Black Queens and Super Falcons dare to transgress on a ‘crooked field’

A Ghanaian woman at celebrations commemorating the 50th anniversary of Ghana’s independence, Independence Square, Accra, 6 Mar 07. (Copyright © 2007 Oluniyi David Ajao)

Editor’s note: Additional reporting in California from Gabriel Constans.

With Ghana celebrating the 50th anniversary, earlier this year, of its independence, it became still more apparent how football expresses the national identity. The first president of Ghana (née Gold Coast), Kwame Nkrumah, shortly after independence arranged a six-week tour by the late Stanley Matthews, the “Wizard of the Dribble,” who had also been coaching in the British colony.

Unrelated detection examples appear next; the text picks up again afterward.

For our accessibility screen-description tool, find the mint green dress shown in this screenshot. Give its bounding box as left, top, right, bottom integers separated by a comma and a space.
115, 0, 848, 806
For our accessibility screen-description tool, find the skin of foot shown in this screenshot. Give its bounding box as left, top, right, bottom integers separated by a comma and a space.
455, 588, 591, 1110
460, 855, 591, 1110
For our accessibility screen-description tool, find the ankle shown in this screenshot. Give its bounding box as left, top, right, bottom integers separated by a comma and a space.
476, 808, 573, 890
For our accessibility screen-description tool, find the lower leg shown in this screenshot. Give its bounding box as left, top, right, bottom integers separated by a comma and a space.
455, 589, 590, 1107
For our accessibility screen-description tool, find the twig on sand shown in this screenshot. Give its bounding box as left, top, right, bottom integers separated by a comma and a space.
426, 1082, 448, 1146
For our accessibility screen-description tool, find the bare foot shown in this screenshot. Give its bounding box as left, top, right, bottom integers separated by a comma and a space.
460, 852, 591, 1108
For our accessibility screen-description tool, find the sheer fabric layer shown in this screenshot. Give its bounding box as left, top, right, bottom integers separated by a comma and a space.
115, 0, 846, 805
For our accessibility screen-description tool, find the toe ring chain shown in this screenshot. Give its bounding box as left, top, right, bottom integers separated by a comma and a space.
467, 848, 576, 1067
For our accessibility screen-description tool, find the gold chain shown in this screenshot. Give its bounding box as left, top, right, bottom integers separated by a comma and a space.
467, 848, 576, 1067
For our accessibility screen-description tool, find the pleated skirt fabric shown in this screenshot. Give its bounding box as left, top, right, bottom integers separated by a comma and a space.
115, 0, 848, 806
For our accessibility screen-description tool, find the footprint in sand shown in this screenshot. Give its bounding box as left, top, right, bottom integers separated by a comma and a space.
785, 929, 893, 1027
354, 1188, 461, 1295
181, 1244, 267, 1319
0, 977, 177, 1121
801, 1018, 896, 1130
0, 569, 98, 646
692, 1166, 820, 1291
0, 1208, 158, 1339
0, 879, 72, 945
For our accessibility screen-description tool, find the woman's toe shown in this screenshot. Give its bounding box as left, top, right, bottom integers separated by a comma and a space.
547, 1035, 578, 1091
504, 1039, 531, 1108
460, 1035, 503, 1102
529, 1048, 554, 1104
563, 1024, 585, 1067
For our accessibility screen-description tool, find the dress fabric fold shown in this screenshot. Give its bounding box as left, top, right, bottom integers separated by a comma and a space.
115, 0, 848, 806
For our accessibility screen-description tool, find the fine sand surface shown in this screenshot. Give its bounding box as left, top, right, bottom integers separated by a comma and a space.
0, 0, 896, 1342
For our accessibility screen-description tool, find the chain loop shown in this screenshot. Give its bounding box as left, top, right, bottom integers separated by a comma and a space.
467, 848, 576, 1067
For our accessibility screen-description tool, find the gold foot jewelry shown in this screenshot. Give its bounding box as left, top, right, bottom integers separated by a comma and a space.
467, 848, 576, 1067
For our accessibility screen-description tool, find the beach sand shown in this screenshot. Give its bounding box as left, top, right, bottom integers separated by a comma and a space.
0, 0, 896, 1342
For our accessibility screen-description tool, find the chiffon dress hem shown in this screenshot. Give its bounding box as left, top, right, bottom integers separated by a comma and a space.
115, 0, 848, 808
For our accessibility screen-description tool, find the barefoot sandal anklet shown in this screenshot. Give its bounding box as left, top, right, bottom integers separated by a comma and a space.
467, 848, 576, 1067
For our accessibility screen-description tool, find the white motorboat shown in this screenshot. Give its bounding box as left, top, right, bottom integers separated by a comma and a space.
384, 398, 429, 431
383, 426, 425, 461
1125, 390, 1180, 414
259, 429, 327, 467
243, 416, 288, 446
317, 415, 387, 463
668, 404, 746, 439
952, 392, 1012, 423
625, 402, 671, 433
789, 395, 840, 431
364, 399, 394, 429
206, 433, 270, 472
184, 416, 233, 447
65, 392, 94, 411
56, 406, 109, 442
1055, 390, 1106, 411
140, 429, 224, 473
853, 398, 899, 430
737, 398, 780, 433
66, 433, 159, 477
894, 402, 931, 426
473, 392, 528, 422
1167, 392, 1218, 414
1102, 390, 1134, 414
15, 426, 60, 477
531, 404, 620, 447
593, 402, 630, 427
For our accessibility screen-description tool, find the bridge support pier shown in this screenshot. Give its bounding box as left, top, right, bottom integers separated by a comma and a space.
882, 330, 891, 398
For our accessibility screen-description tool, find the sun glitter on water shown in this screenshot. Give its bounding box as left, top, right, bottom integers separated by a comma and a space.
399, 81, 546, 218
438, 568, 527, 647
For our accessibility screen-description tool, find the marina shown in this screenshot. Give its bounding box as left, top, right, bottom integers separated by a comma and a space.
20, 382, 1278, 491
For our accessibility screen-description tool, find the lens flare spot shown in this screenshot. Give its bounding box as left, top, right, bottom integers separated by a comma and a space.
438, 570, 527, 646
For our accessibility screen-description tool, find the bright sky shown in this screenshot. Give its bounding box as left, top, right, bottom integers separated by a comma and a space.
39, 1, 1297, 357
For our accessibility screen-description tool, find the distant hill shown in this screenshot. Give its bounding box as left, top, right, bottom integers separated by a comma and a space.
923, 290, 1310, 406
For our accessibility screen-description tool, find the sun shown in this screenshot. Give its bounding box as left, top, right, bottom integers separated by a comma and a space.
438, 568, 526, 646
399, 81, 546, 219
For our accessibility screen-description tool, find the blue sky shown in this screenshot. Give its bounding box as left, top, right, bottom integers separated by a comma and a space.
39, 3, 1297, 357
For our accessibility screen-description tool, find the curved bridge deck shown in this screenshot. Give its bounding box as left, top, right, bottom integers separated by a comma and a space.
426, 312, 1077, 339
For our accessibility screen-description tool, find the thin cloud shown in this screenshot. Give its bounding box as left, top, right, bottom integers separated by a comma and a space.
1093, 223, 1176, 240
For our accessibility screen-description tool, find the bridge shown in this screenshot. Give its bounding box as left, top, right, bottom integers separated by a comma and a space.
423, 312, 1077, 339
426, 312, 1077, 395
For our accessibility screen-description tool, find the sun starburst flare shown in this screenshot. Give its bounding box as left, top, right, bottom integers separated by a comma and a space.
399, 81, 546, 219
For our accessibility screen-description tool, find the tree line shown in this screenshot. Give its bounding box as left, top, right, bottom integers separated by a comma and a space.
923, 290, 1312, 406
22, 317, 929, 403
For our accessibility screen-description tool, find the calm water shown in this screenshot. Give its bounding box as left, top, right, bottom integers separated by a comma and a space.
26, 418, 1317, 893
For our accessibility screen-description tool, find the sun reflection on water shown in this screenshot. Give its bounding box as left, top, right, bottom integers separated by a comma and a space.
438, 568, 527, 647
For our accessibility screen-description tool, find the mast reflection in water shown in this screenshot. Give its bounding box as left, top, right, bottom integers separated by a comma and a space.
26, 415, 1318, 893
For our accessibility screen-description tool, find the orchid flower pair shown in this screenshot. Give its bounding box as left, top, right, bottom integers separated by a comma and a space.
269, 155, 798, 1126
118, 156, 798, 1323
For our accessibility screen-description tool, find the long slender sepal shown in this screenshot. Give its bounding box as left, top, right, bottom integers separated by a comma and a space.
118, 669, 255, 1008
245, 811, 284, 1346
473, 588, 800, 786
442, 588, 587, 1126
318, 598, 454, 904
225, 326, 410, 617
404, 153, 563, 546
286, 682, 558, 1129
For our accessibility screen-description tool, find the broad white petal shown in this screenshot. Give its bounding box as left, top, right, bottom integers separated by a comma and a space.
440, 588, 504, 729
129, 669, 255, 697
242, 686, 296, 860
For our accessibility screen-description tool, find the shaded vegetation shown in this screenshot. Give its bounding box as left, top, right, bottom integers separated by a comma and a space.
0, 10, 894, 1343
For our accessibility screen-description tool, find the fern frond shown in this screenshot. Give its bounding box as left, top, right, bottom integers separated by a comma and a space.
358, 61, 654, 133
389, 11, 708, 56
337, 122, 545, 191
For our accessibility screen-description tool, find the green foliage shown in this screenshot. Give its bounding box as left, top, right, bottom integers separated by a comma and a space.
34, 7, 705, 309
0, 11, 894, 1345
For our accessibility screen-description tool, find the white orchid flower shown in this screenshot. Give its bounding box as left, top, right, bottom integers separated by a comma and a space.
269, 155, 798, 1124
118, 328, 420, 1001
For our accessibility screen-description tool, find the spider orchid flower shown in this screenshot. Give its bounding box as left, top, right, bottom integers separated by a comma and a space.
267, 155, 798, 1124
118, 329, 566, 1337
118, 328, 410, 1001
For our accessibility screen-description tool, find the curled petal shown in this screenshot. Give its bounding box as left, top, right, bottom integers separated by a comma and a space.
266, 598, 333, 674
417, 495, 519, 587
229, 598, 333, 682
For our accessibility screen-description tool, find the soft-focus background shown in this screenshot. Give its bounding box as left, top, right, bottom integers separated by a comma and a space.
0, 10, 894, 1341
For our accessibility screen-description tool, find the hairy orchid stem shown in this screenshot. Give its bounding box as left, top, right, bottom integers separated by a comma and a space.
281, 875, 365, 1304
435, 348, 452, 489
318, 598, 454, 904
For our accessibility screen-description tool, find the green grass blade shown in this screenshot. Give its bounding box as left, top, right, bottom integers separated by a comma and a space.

In Matthews’s own account, he was treated like royalty on this trip—he was crowned “King of Soccer”—and witnessed a football’s anointing:

They gave me a stool, which I still have, and it says, “King of Ghana.” And the idea was that I sat on this sort of throne in an open court outside. … They placed a ball, and I had to put me feet on the ball. Then someone, I don’t know—a witch doctor—drank something from a bottle, and he spit some grout on the ball. The splash came into my face a bit. (Sir Stanley Matthews: A Footballing Legend, Cherry Red Records, 1996).

According to David Goldblatt in The Ball Is Round: A Global History of Football (Viking, 2006), Nkrumah, the pan-Africanist, named the national team The Black Stars in homage to the ship that Marcus Garvey had chartered in 1922 to bring black Americans and those from the Caribbean back to Africa. In the 1960s, the game’s importance became solidified with consecutive championships in the African Cup of Nations.

“Football is one of our cultures,” says Joseph Agyeman-Gyau, a striker on the 1963 team (“Ghanaian Football’s Early Years,” BBC Sport, Mar 6).

In societies in which football is played on street corners and in almost every open space, it should not be surprising that women ultimately would take to the game themselves. But generalizing about the state of women’s football in Africa is “fraught with misrepresentation,” writes Martha Saavedra, associate director of the Center for African Studies at the University of California, Berkeley, given the geographical scope and range of attitudes. Two states in Nigeria, for example, Zamfara and Niger, have banned women’s football under the dictates of sharia law. “The sport is against the teachings of Islam,” said Zamfara’s state director of sports. Yet in Nigeria as a whole, Saavedra characterizes the women’s game as vibrant, with women serving also as referees, benefactors and administrators.

Culturally, women in much of the continent struggle against gender-based assumptions and have limited time for leisure relative to men. Yet the Black Queens of Ghana and the Super Falcons of Nigeria, the only teams to have represented Africa in the FIFA Women’s World Cup, must contend with the same institutional shortcomings as the men’s teams as well as the practical challenges of travel and poor infrastructure.